The Captain is a microcosm of this. “I am a spy, a sleeper, a spook, a man of two faces,” he says in the first line of the book, which Xuande also says in the opening scenes of the show. “Perhaps not surprisingly, I am also a man of two minds. … I am simply able to see any issue from both sides.”
The show heightens the idea that this story is being told under duress, as a confession tortured out of The Captain, who is under interrogation in a communist reeducation camp back in Vietnam. Buzzing ceaselessly with warring ideologies, The Captain’s mind slowly splinters.
It recalls another fragmentation, also illustrated in this story. Of the Vietnam War — which is referred to in Vietnam, as the show points out, as the “American War” — “it’s saying, ‘Qell, just remember that there’s another side,’” McKellar, the series co-showrunner, said. “Recognize that there’s a Vietnamese side that is central to this story; it’s a Vietnamese story. Look at it from that side. And then realize that that side in itself has two sides and is fractured.”

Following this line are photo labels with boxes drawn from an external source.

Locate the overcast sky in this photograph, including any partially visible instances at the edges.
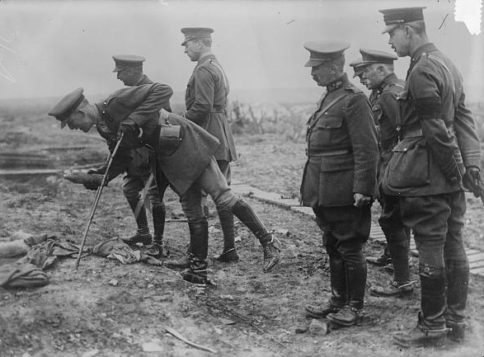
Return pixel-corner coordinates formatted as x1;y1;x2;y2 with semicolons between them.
0;0;484;98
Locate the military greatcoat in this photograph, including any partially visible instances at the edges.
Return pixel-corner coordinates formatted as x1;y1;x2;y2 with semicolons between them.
185;54;237;162
96;83;219;195
301;74;378;209
383;43;480;197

When North Vietnam came under communist control in 1954, Nguyen’s parents fled to the south, where he was born in 1971. Four years later, when Saigon fell, his family fled again, this time to the U.S. If Americans today remember the Vietnam War at all, Nguyen said, it’s through American memories, American stories and the Hollywood version. In this sense, the Vietnamese “have always been the background to the American drama,” he said. (He was on set for the filming of the fake movie within the show, “The Hamlet,” which he said felt absurdly meta.)
“The Sympathizer” was published in 2015 — almost nine years ago exactly — and it took almost five years to sign a deal for the series. When executive producer Niv Fichman finally optioned the book, and it was on its way to becoming a show, some of Nguyen’s prerequisites were that the production would seek out Vietnamese actors, and that as much Vietnamese would be spoken as possible. Putting those faces and voices in front of viewers for seven hours, he said, “has an emotional and visceral and entertaining impact that shouldn’t be underestimated.”
History, for Nguyen, is a continuity. He was working on the book between 2011 and 2013, when the U.S. was fighting wars in Iraq and Afghanistan. While he was writing about the reeducation camp, he was drawing from ’60s CIA torture manuals and thinking about the U.S. torture and prisoner abuse in Abu Ghraib. If anything, he thinks “The Sympathizer” is even more relevant now than at the time of its publication — if you can understand it as more than just a Vietnam War story.
“If part of the point of the TV series is that wars don’t end simply because we say they do, that they continue,” Nguyen said, “then in fact, all the contradictions of American history that have driven Americans from settler colonization to the Vietnam War, have driven us onwards to support Israel in its war on Gaza as well.” (Nguyen has been very publicly vocal about his support for Palestinians in Gaza in recent months.)
The series artfully translates pages and pages of tortured interior monologue in a way that’s deeply compelling onscreen. The ending, like its protagonist, is bruised and battered, but hopeful.
“I feel like the message of the show is: We all contain these internal contradictions, but we can survive them,” said McKellar. “We can persevere. We have no choice. If you look at Vietnam and the people of Vietnam, they have survived, and very well, in fact. So it has to be optimistic.”